Toronto, Ontario--(Newsfile Corp. - August 29, 2016) - Gunpowder Capital Corp., (CSE: GPC) (FSE: YS6N) (the "Corporation") announced today that it has closed the second tranche of its non-brokered private placement raise which was announced on July 4th, 2016. In total, One Hundred Thousand Dollars ("$100,000.00") CDN was raised via the sale of Ten Thousand ("10,000") Series "A" Preferred Shares at $10.00 per share. No commission or finder's fee is payable with respect to the closing of this tranche of the placement. To date, the Corporation has raised in total One Hundred and Sixty Five Thousand Dollars & Five hundred Dollars ("$165,500.00") CDN in this offering. The Corporation is extending the closing date of this offering to Oct 14th, 2016.
The Corporation also announced today the voting results from AGM meeting of the shareholders held on August 24th, 2016. Shareholders voted in favour of all items of business. In total 7,821,045 shares were voted at the AGM representing 31% of the outstanding total with the following results:
Election of Steve Mlot as Director
95% in favor for | 5% withheld
Election of Frank Kordy as Director
94% in favor for | 6% withheld
Election of Dan Collia as Director
88% in favor for | 12% withheld
Appointment of Ross Pope LLP., as the Auditors of the Corporation
100% in favor for | 0% against
Approval of the Corporation's Stock Option Plan
88% in favor for | 12% against
Mr. Frank Kordy stated: "We are very pleased to see that we've received strong support from our shareholders at the AGM in continuing our business mandate. We continue our business strategy of entering into deals and acquiring assets that are revenue generating."

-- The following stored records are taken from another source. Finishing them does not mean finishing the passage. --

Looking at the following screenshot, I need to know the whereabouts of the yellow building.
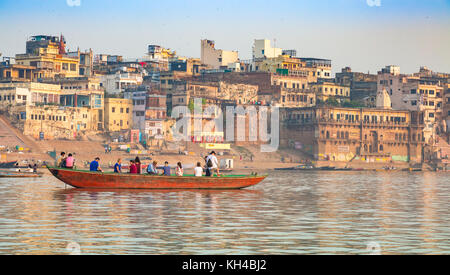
[255,55,308,76]
[0,82,61,109]
[105,98,133,132]
[8,105,99,140]
[310,82,350,102]
[16,35,80,79]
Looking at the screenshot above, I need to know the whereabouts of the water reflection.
[0,172,450,254]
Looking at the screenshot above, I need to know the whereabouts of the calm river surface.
[0,172,450,254]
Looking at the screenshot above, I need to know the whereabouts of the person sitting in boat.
[114,159,122,174]
[134,157,142,174]
[65,154,75,169]
[162,161,171,177]
[206,151,220,176]
[205,156,212,177]
[130,160,137,174]
[175,162,184,177]
[194,162,203,177]
[147,161,158,175]
[89,157,102,172]
[58,152,66,168]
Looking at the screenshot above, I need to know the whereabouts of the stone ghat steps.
[0,116,28,147]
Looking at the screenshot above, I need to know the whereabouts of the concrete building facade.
[252,39,283,59]
[201,39,239,70]
[280,107,424,163]
[105,98,133,133]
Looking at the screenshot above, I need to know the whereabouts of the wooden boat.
[48,167,266,190]
[275,165,317,171]
[0,161,17,169]
[0,173,42,178]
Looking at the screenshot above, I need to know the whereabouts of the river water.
[0,172,450,255]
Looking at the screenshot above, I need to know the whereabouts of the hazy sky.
[0,0,450,73]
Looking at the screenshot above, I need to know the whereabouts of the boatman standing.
[206,151,220,176]
[89,157,102,172]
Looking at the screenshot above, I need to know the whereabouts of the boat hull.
[49,168,265,190]
[0,161,17,169]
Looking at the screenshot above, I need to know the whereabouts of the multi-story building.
[0,60,36,82]
[144,45,177,71]
[301,58,332,78]
[254,55,310,79]
[101,71,144,95]
[16,35,80,79]
[144,89,167,139]
[280,107,424,162]
[377,66,444,143]
[105,98,133,133]
[169,58,207,75]
[8,105,100,140]
[336,67,377,100]
[68,49,94,77]
[443,83,450,134]
[201,39,239,70]
[252,39,283,59]
[0,82,61,110]
[42,77,104,130]
[310,81,350,103]
[124,85,149,132]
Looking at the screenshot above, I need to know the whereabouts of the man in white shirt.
[206,151,220,176]
[194,162,203,177]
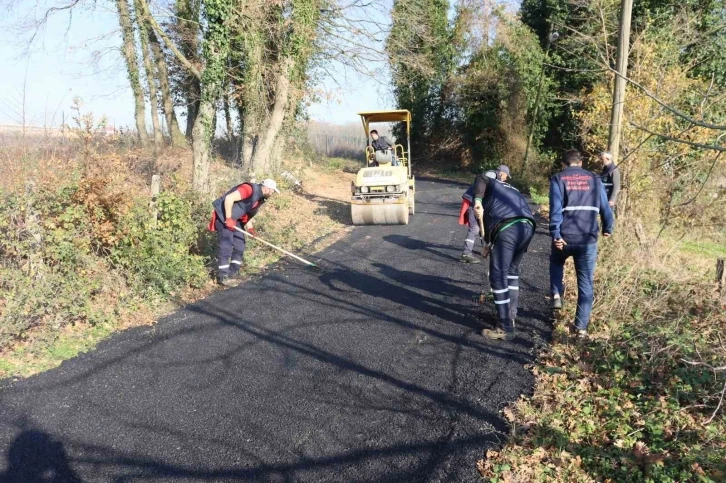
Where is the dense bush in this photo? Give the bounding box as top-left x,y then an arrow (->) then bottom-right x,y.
479,229 -> 726,483
0,176 -> 208,348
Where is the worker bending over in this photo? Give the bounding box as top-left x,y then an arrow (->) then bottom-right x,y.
474,173 -> 536,340
209,179 -> 280,287
550,149 -> 613,337
459,164 -> 510,263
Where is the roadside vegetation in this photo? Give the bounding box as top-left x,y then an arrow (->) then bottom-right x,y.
0,109 -> 350,378
388,0 -> 726,483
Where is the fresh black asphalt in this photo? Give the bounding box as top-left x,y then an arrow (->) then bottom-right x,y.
0,180 -> 549,483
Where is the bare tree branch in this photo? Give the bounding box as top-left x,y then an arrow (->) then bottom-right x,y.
140,0 -> 202,79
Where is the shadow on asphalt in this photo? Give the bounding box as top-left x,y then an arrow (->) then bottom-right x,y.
0,429 -> 81,483
383,235 -> 459,262
0,179 -> 547,483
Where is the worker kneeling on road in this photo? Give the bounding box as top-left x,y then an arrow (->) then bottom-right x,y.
474,173 -> 536,340
209,179 -> 280,286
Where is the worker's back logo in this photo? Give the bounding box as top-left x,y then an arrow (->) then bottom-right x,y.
562,174 -> 593,191
363,169 -> 393,178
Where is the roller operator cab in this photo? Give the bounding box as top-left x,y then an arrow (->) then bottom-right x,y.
351,110 -> 416,225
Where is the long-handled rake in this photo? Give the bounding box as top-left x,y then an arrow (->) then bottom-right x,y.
234,226 -> 320,268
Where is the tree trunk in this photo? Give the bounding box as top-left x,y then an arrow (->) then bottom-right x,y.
135,0 -> 186,146
224,93 -> 234,142
250,58 -> 293,173
149,22 -> 186,146
175,0 -> 202,140
192,100 -> 216,192
116,0 -> 149,146
134,0 -> 164,146
186,86 -> 202,139
270,130 -> 285,173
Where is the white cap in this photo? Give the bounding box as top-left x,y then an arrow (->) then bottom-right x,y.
262,178 -> 280,193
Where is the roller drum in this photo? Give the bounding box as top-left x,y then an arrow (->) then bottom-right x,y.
350,203 -> 408,225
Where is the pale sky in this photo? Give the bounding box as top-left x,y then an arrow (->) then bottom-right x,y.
0,0 -> 394,131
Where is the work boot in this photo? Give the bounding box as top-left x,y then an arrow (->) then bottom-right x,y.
459,253 -> 481,263
481,327 -> 515,340
217,274 -> 237,287
570,325 -> 588,340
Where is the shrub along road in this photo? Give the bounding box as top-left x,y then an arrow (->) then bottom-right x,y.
0,181 -> 549,482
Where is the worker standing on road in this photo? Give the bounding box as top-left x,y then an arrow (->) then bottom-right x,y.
459,164 -> 510,263
550,149 -> 613,337
600,151 -> 620,210
474,169 -> 536,340
209,179 -> 280,287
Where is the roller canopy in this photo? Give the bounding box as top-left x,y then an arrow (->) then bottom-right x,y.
358,109 -> 411,124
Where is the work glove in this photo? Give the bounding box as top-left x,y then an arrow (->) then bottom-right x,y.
245,220 -> 257,236
474,201 -> 484,221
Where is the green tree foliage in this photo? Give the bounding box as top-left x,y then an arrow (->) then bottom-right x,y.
455,11 -> 550,174
386,0 -> 453,152
520,0 -> 726,151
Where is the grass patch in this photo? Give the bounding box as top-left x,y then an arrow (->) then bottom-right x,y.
315,153 -> 363,173
681,241 -> 726,258
529,188 -> 550,206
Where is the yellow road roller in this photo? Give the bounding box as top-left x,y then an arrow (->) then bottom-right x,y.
350,109 -> 416,225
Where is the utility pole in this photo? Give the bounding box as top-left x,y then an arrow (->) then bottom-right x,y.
608,0 -> 633,164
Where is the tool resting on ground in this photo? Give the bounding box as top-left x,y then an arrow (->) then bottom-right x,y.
234,226 -> 318,268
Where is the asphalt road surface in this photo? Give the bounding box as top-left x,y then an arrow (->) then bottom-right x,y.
0,180 -> 549,483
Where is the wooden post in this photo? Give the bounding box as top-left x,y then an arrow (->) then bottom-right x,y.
608,0 -> 633,164
149,174 -> 161,228
25,180 -> 43,277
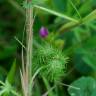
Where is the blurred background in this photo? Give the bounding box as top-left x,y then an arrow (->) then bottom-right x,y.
0,0 -> 96,96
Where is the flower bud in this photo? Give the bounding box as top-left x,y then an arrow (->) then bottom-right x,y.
39,27 -> 48,38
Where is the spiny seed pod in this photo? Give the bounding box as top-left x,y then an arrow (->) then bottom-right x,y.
34,44 -> 68,82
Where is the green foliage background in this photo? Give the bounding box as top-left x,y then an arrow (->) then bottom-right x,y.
0,0 -> 96,96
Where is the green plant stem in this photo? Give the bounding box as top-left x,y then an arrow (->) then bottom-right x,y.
42,76 -> 54,96
26,0 -> 33,96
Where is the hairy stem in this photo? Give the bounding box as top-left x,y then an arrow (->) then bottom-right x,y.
26,0 -> 33,96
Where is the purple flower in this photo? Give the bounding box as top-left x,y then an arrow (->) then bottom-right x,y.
39,27 -> 48,38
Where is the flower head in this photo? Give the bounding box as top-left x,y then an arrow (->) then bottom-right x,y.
39,27 -> 48,38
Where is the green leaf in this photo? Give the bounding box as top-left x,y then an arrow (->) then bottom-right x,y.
68,77 -> 96,96
83,9 -> 96,22
34,5 -> 78,22
6,60 -> 16,84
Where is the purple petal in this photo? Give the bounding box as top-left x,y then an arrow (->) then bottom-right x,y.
39,27 -> 48,38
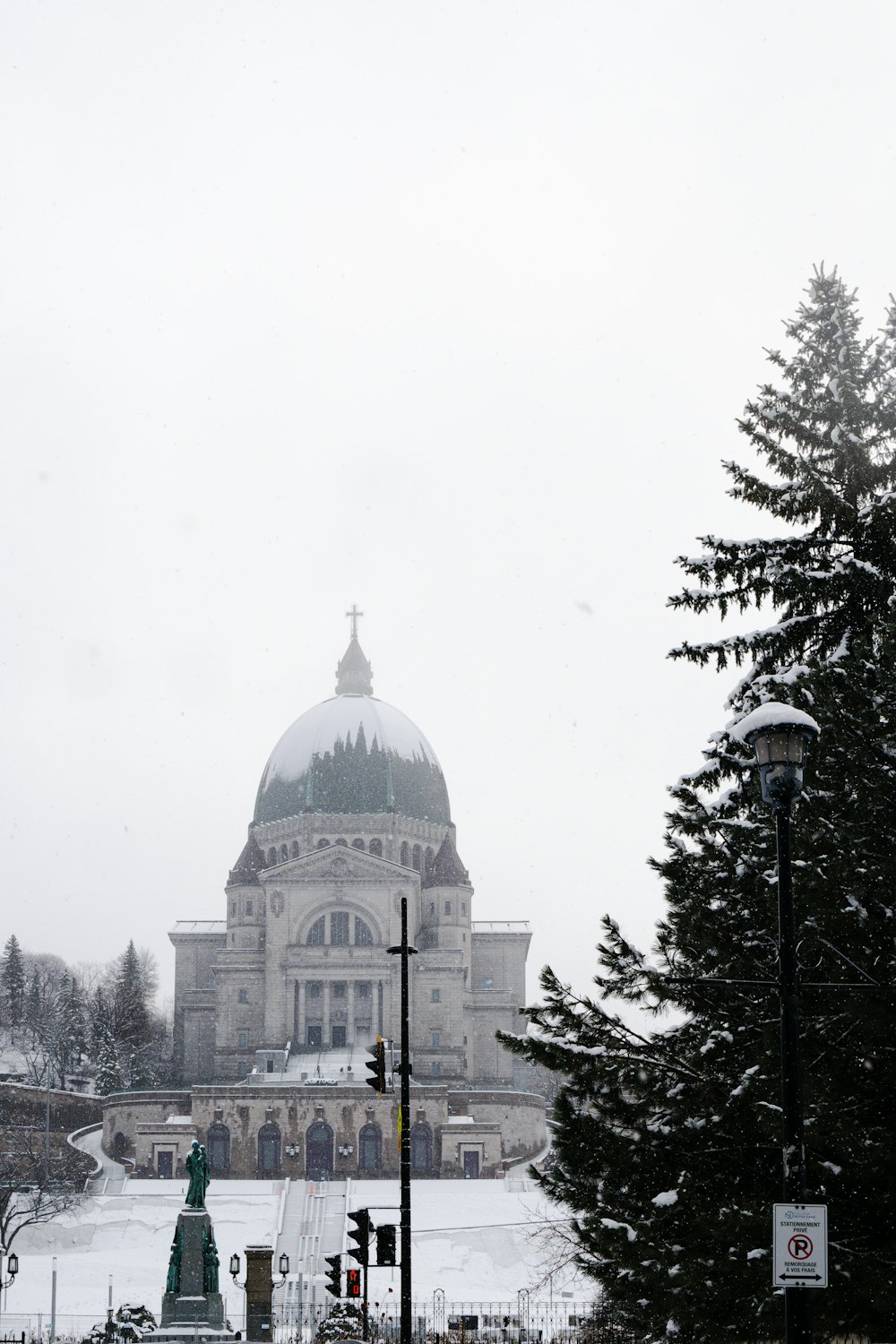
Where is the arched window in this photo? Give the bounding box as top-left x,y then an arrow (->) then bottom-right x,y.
355,916 -> 374,948
207,1124 -> 229,1176
411,1121 -> 433,1176
358,1124 -> 383,1172
305,1120 -> 333,1180
258,1121 -> 280,1176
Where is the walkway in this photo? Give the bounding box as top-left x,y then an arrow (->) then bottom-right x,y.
68,1125 -> 127,1195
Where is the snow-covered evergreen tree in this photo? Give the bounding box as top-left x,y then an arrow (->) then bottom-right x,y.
0,933 -> 25,1027
508,271 -> 896,1344
94,1032 -> 125,1097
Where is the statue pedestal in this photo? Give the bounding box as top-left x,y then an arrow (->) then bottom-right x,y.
153,1209 -> 234,1341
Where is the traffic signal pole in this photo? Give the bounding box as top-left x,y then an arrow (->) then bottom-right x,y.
388,897 -> 417,1344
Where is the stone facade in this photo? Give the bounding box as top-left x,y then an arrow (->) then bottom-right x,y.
103,1083 -> 546,1180
163,634 -> 544,1175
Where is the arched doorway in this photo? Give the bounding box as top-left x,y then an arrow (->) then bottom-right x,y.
305,1120 -> 333,1180
411,1121 -> 433,1176
358,1123 -> 383,1172
207,1124 -> 229,1176
258,1124 -> 280,1176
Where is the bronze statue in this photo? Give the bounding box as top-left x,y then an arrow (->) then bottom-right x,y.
202,1228 -> 220,1293
186,1139 -> 211,1209
165,1228 -> 184,1293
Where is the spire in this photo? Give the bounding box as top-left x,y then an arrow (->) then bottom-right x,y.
336,602 -> 374,695
227,836 -> 266,887
423,832 -> 470,887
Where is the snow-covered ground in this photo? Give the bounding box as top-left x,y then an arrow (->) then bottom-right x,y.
3,1179 -> 582,1328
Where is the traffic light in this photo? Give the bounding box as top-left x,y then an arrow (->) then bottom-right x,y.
348,1209 -> 371,1266
364,1037 -> 385,1097
376,1223 -> 395,1265
326,1255 -> 340,1297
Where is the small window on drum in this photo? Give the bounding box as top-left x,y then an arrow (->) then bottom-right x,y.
355,916 -> 374,948
329,910 -> 348,948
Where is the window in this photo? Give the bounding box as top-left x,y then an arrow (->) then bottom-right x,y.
207,1124 -> 229,1176
355,916 -> 374,948
258,1124 -> 280,1175
358,1124 -> 383,1172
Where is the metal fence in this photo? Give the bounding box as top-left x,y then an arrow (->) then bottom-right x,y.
0,1290 -> 634,1344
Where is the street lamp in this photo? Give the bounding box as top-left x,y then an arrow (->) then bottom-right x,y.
734,701 -> 820,1344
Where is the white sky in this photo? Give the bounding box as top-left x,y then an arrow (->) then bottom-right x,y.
0,0 -> 896,1011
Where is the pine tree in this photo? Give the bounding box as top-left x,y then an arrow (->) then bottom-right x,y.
508,271 -> 896,1344
0,935 -> 25,1027
94,1032 -> 125,1097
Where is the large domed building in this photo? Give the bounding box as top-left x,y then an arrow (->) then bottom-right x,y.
142,615 -> 544,1177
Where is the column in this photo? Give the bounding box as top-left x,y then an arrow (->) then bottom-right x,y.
294,980 -> 307,1050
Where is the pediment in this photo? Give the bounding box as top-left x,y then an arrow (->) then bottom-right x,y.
259,844 -> 408,887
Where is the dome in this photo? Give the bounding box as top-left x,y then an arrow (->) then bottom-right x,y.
255,637 -> 452,825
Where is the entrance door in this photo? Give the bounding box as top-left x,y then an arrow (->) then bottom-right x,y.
305,1120 -> 333,1180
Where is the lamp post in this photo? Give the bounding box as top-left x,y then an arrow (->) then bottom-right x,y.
0,1242 -> 19,1339
735,701 -> 820,1344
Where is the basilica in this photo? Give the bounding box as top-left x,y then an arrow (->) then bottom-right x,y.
105,624 -> 544,1179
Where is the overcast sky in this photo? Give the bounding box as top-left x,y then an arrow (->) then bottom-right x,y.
0,0 -> 896,996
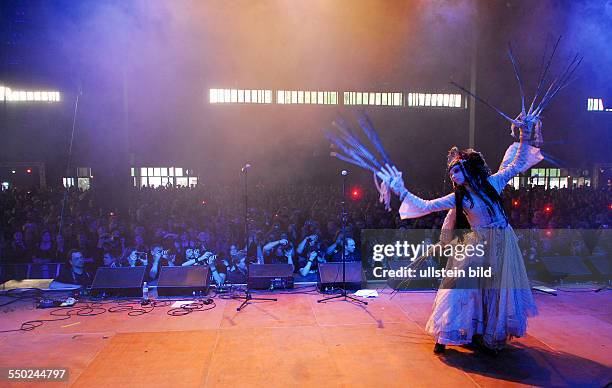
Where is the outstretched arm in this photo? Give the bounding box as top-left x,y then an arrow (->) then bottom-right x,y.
377,165 -> 455,219
489,118 -> 544,192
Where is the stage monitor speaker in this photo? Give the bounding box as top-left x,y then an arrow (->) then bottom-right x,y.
91,267 -> 147,298
248,264 -> 293,290
387,259 -> 440,290
540,256 -> 595,281
319,261 -> 363,291
157,265 -> 209,296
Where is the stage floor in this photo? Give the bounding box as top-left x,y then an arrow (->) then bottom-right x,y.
0,290 -> 612,388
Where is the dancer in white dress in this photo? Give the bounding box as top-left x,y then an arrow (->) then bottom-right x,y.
378,116 -> 543,353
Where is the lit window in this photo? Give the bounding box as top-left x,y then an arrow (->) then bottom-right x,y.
276,90 -> 338,105
407,93 -> 461,108
344,92 -> 403,106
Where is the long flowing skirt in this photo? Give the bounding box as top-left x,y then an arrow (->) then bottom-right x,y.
426,226 -> 537,348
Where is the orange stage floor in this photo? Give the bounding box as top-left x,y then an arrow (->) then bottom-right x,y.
0,291 -> 612,388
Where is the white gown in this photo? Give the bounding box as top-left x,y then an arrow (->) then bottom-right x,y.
399,143 -> 543,348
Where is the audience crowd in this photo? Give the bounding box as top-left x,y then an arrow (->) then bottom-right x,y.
0,184 -> 612,285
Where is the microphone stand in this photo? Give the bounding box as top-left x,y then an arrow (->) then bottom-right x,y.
317,170 -> 368,305
233,164 -> 277,311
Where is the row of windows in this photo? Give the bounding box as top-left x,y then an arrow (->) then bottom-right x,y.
408,93 -> 461,108
62,177 -> 91,190
134,176 -> 198,187
131,167 -> 193,177
276,90 -> 338,105
209,89 -> 272,104
530,168 -> 567,177
209,89 -> 467,108
0,85 -> 60,102
344,92 -> 404,106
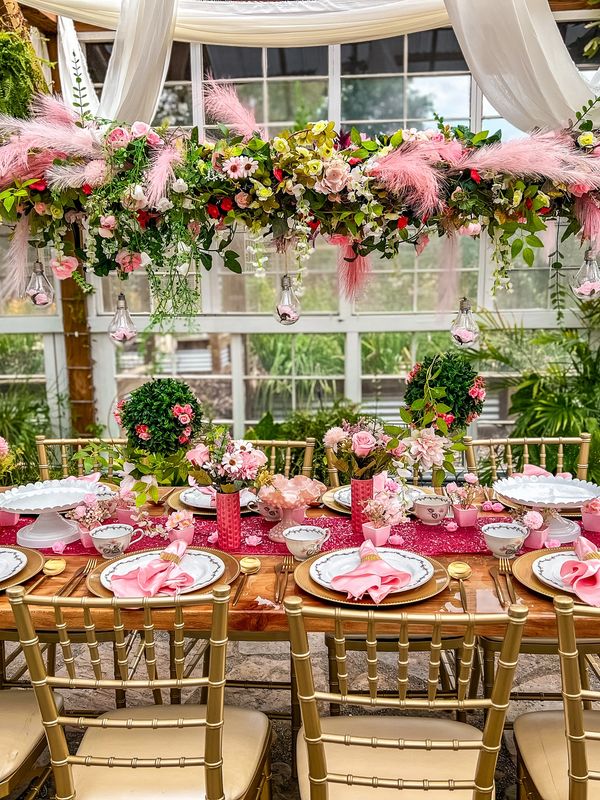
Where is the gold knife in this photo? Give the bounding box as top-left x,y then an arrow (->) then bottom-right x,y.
488,567 -> 506,607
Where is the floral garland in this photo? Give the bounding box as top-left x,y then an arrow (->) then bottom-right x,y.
0,91 -> 600,318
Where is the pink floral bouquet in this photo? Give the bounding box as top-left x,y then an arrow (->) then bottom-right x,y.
323,418 -> 393,479
258,475 -> 327,509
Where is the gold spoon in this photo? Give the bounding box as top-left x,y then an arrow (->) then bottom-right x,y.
448,561 -> 473,612
231,556 -> 261,606
27,556 -> 67,594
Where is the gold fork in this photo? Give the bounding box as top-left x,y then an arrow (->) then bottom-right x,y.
56,558 -> 98,597
498,558 -> 517,603
275,556 -> 294,603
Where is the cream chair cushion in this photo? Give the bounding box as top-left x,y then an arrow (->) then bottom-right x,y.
297,716 -> 494,800
514,711 -> 600,800
73,704 -> 270,800
0,689 -> 60,782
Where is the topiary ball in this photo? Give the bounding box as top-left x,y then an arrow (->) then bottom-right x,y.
119,378 -> 202,456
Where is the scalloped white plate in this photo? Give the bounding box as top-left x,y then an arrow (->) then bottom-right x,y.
493,475 -> 600,508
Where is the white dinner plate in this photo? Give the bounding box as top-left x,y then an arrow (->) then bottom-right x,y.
333,486 -> 427,511
531,550 -> 578,594
310,547 -> 434,592
179,487 -> 256,511
100,550 -> 225,594
0,547 -> 27,582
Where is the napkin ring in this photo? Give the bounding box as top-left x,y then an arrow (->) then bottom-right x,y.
160,553 -> 181,564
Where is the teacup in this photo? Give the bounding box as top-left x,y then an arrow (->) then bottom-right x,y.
413,495 -> 450,525
282,525 -> 331,561
90,523 -> 144,558
481,522 -> 529,558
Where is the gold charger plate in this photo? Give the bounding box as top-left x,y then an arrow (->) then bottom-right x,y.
167,486 -> 252,519
0,544 -> 45,592
321,484 -> 435,517
513,547 -> 583,602
294,548 -> 450,608
86,547 -> 240,597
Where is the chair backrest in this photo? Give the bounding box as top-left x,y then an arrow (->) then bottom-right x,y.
252,436 -> 316,478
35,436 -> 127,481
285,597 -> 527,800
554,596 -> 600,800
463,433 -> 592,481
7,586 -> 229,800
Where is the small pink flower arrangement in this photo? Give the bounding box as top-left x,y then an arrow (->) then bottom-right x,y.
258,475 -> 327,509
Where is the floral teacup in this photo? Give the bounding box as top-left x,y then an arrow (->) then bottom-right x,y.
90,523 -> 144,558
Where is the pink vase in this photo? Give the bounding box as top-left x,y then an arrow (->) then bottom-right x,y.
215,492 -> 242,551
350,478 -> 373,534
523,527 -> 548,550
363,522 -> 392,547
169,525 -> 194,547
0,511 -> 21,528
452,506 -> 479,528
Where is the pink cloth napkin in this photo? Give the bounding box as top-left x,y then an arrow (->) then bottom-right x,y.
560,536 -> 600,606
331,540 -> 411,603
512,464 -> 573,480
110,539 -> 194,597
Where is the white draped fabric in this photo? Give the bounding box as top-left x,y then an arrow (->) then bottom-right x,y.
25,0 -> 448,44
445,0 -> 600,131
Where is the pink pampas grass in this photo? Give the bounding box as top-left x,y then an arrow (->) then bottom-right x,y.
0,215 -> 29,299
146,145 -> 181,206
204,83 -> 264,141
370,143 -> 441,216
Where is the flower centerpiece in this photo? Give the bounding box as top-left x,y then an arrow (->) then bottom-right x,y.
65,492 -> 117,547
323,417 -> 393,533
446,472 -> 480,528
258,474 -> 327,542
362,490 -> 408,547
186,426 -> 267,550
581,497 -> 600,532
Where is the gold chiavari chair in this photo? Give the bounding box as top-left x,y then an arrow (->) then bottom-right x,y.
514,596 -> 600,800
284,597 -> 527,800
7,586 -> 271,800
35,436 -> 127,481
463,433 -> 592,481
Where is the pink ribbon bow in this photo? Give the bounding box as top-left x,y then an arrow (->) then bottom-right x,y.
110,539 -> 194,597
331,541 -> 411,603
560,536 -> 600,606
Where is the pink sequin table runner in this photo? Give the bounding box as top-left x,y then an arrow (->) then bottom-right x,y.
0,515 -> 600,556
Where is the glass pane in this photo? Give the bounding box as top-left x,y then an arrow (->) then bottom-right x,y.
203,44 -> 262,78
152,83 -> 192,127
342,36 -> 404,75
407,75 -> 471,119
268,80 -> 328,125
408,28 -> 468,72
342,78 -> 404,120
267,47 -> 328,77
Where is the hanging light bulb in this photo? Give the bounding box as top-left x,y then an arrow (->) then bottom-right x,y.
275,274 -> 300,325
450,297 -> 479,347
25,260 -> 54,308
571,248 -> 600,301
108,292 -> 137,344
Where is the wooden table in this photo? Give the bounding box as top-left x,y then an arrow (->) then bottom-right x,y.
0,508 -> 584,639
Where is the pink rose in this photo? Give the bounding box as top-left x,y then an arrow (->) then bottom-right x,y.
106,128 -> 131,150
50,256 -> 79,281
131,120 -> 150,139
185,444 -> 210,467
352,431 -> 377,458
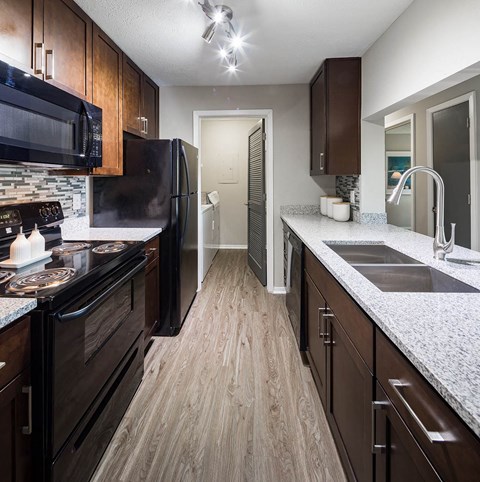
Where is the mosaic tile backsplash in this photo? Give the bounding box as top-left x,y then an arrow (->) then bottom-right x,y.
0,166 -> 87,218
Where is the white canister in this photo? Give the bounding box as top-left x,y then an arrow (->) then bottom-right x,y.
332,203 -> 350,221
28,224 -> 45,258
320,196 -> 330,216
327,197 -> 343,218
10,228 -> 32,263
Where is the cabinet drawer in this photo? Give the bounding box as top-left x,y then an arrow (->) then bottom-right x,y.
145,236 -> 160,263
376,329 -> 480,482
0,316 -> 30,389
305,248 -> 374,372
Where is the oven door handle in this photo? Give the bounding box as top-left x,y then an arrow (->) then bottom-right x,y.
56,256 -> 148,322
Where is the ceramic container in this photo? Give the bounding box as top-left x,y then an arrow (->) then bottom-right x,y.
10,228 -> 32,263
332,202 -> 350,221
327,196 -> 343,218
320,196 -> 330,216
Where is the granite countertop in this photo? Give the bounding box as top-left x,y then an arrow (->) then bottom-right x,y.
282,214 -> 480,436
62,227 -> 162,241
0,298 -> 37,330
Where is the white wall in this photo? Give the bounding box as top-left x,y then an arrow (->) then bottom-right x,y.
201,118 -> 258,247
160,84 -> 335,288
360,0 -> 480,220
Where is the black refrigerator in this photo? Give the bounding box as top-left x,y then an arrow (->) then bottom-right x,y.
93,139 -> 198,336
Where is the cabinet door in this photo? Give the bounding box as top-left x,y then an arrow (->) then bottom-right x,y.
305,273 -> 327,408
93,25 -> 123,176
0,0 -> 43,76
44,0 -> 92,102
0,371 -> 32,482
310,69 -> 327,175
142,76 -> 158,139
123,55 -> 143,136
325,318 -> 373,482
372,382 -> 441,482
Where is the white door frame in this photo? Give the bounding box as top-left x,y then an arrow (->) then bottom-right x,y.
385,114 -> 417,231
193,109 -> 273,293
427,91 -> 480,251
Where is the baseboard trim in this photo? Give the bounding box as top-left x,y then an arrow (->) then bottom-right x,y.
218,244 -> 248,249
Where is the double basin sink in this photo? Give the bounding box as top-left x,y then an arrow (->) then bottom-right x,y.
328,244 -> 480,293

For further information please contact:
|Mr. Frank Kordy|
Interim CEO & Director
Gunpowder Capital Corp.
T: (647) 466-4037
|Mr. Paul Haber|
Gunpowder Capital Corp.
T: (416) 363-3833
Information set forth in this news release may involve forward-looking statements under applicable securities laws. The forward-looking statements contained herein are expressly qualified in their entirety by this cautionary statement. The forward-looking statements included in this document are made as of the date of this document and the Corporation disclaims any intention or obligation to update or revise any forward-looking statements, whether as a result of new information, future events or otherwise, except as expressly required by applicable securities legislation. Although Management believes that the expectations represented in such forward-looking statements are reasonable, there can be no assurance that such expectations will prove to be correct. This news release does not constitute an offer to sell or solicitation of an offer to buy any of the securities described herein and accordingly undue reliance should not be put on such. Neither CSE nor its Regulation Services Provider (as that term is defined in the policies of the CSE accepts responsibility for the adequacy or accuracy of this release.